A Galaxy Far Far Away

My colleague Geoff Taylor has very kindly lent me his Star Wars X-Wing collection to supplement my recently purchased starter pack.  I've been trying out the rules solo.  I have found them good.


Good, that is, as  representation of spaceship combat as depicted in the Star Wars films.  You need a very healthy dose of suspension of disbelief to counteract the fact that the physics of the Star Wars universe is complete bollocks.

This, for example is the large Lambda Class shuttle, a nice model with foldy-up wings.  It's a bit slow and unmanoeuvrable, presumably because of the drag of the big wings against the ether, but it's also the only ship that can stop dead in space.  This, for some reason, is a stressful manoeuvre so it can't do it for more than one turn at a time!    
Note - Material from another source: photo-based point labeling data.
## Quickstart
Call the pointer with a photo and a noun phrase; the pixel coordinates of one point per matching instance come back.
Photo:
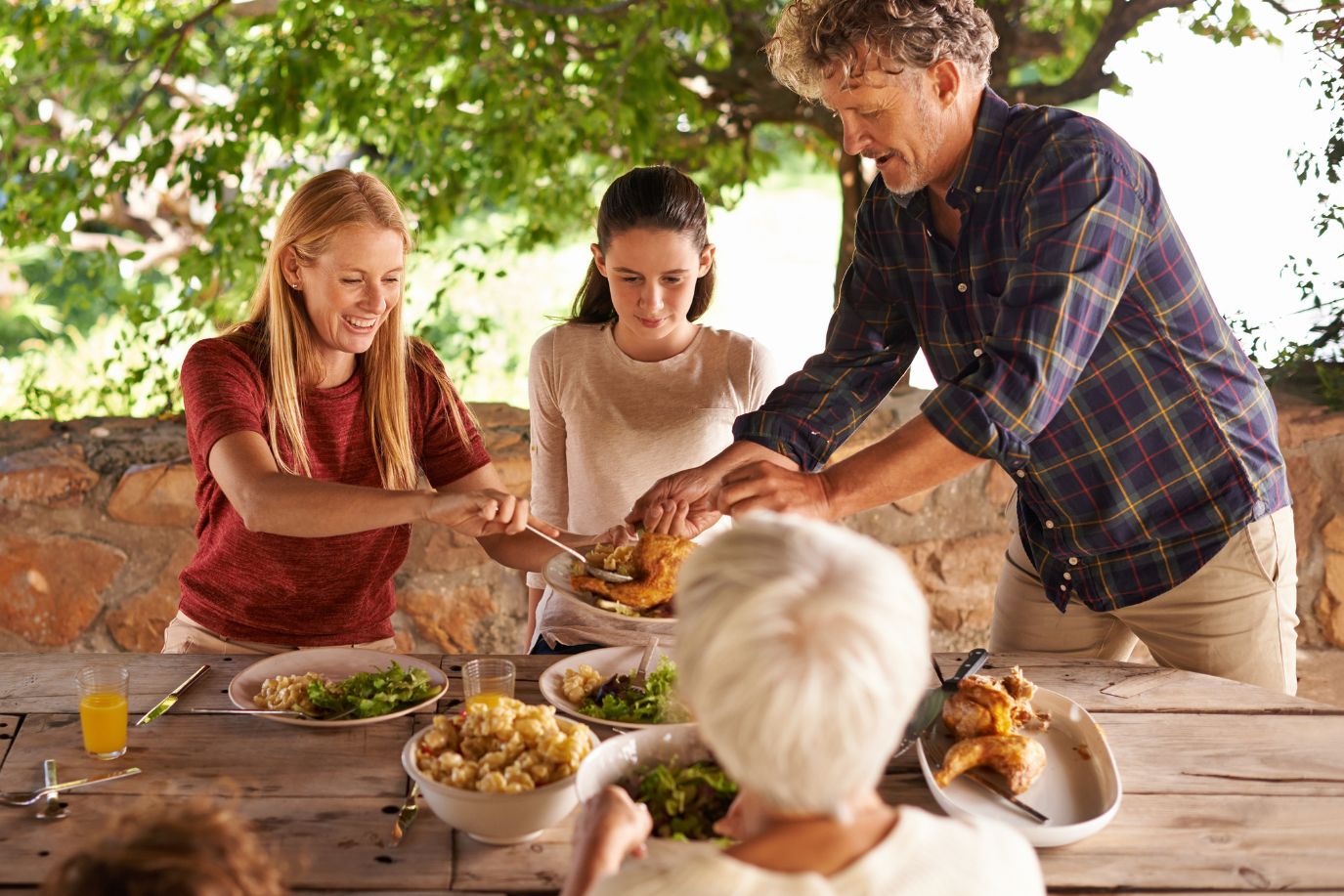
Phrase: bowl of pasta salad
(499, 773)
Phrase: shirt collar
(984, 149)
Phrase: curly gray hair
(816, 38)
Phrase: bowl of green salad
(671, 771)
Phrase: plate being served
(608, 661)
(1079, 790)
(336, 663)
(556, 574)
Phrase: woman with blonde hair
(309, 427)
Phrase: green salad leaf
(373, 694)
(621, 700)
(684, 801)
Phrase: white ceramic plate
(556, 574)
(608, 661)
(1079, 790)
(336, 663)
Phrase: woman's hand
(679, 504)
(480, 512)
(610, 828)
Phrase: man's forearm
(911, 459)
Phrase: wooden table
(1228, 788)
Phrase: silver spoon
(51, 807)
(597, 573)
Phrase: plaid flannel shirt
(1074, 343)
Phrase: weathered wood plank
(8, 730)
(1210, 753)
(212, 753)
(1196, 842)
(336, 844)
(526, 868)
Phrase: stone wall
(97, 517)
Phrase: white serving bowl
(497, 818)
(620, 755)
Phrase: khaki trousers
(186, 635)
(1236, 619)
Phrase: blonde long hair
(322, 207)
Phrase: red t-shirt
(275, 588)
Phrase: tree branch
(605, 10)
(183, 32)
(1089, 77)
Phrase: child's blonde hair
(194, 848)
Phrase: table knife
(165, 704)
(406, 816)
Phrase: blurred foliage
(146, 146)
(1324, 354)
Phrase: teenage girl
(630, 389)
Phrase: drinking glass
(104, 694)
(487, 681)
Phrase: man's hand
(769, 487)
(610, 828)
(679, 504)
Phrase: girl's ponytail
(655, 197)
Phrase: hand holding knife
(165, 704)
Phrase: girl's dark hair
(655, 197)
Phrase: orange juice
(103, 716)
(486, 699)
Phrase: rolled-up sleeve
(1082, 233)
(870, 343)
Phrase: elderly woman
(802, 651)
(309, 427)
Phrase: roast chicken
(1018, 758)
(984, 705)
(985, 716)
(656, 560)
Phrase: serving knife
(406, 816)
(931, 706)
(165, 704)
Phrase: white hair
(802, 651)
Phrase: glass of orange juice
(487, 681)
(104, 694)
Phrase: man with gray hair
(802, 649)
(1031, 254)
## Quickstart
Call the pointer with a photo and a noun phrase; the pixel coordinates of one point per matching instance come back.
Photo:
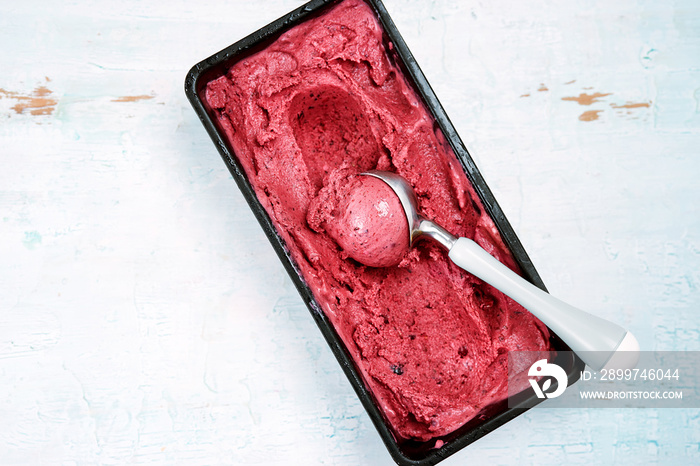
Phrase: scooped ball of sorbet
(366, 219)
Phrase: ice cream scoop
(599, 342)
(369, 223)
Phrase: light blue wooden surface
(145, 319)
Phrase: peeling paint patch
(132, 98)
(590, 115)
(586, 99)
(38, 102)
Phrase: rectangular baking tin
(404, 453)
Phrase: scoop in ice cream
(365, 217)
(326, 101)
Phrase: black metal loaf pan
(406, 452)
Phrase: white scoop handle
(601, 344)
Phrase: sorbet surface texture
(324, 102)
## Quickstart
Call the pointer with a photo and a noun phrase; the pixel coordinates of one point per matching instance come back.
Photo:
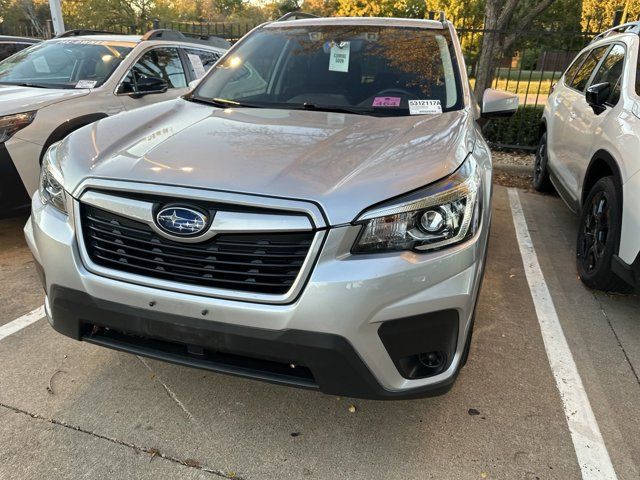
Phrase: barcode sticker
(424, 107)
(339, 57)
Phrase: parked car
(589, 151)
(62, 84)
(315, 213)
(11, 45)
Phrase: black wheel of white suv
(599, 237)
(541, 181)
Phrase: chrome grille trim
(208, 291)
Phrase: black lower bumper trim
(13, 196)
(322, 361)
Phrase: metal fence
(529, 68)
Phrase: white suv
(590, 152)
(55, 87)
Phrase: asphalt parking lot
(74, 410)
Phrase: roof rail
(296, 16)
(631, 27)
(80, 31)
(177, 36)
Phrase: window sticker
(424, 107)
(339, 57)
(86, 84)
(196, 63)
(386, 102)
(41, 65)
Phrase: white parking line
(588, 443)
(22, 322)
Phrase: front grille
(265, 263)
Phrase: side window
(571, 71)
(583, 74)
(200, 61)
(6, 50)
(161, 63)
(638, 77)
(610, 72)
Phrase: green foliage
(521, 129)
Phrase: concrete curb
(517, 170)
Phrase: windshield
(363, 69)
(64, 64)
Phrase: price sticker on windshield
(339, 57)
(424, 107)
(86, 84)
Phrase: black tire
(541, 180)
(599, 237)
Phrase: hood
(15, 99)
(343, 162)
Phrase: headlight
(51, 181)
(444, 213)
(10, 124)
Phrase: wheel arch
(69, 126)
(542, 127)
(602, 164)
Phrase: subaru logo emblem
(182, 221)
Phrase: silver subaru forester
(314, 213)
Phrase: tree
(503, 20)
(600, 13)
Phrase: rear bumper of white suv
(362, 325)
(627, 263)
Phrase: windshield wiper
(25, 84)
(336, 108)
(224, 103)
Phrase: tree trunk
(496, 41)
(490, 55)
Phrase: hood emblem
(181, 221)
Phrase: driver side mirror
(497, 103)
(597, 95)
(144, 86)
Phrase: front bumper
(331, 333)
(13, 195)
Still, it's fun though I make an inept Luke Skywalker; in my try-out he was consistently out-fought by his wing-man Biggs Darklighter.



2 comments:

Broeders said...

I would imagine that all ships in space travel at exactly the same speed. With a lack of atmosphere and gravity (and hence resistance) any ship in space would essentially travel at the same speed irrespective of size.

Counterpane said...

I did some thinking about this back in the day when I used to play Traveller (and then a homebrew system based on the James Bond 007 RPG). The important thing in space is not so much speed as acceleration*. Acceleration allows you to change direction in response to attacks or opportunities.

Acceleration will be determined by the relationship between the power of your engines and your mass. So a big ship will be slower after a given period of acceleration if it has the same engines as a smaller ship.

* At least until you get up to relativistic velocities.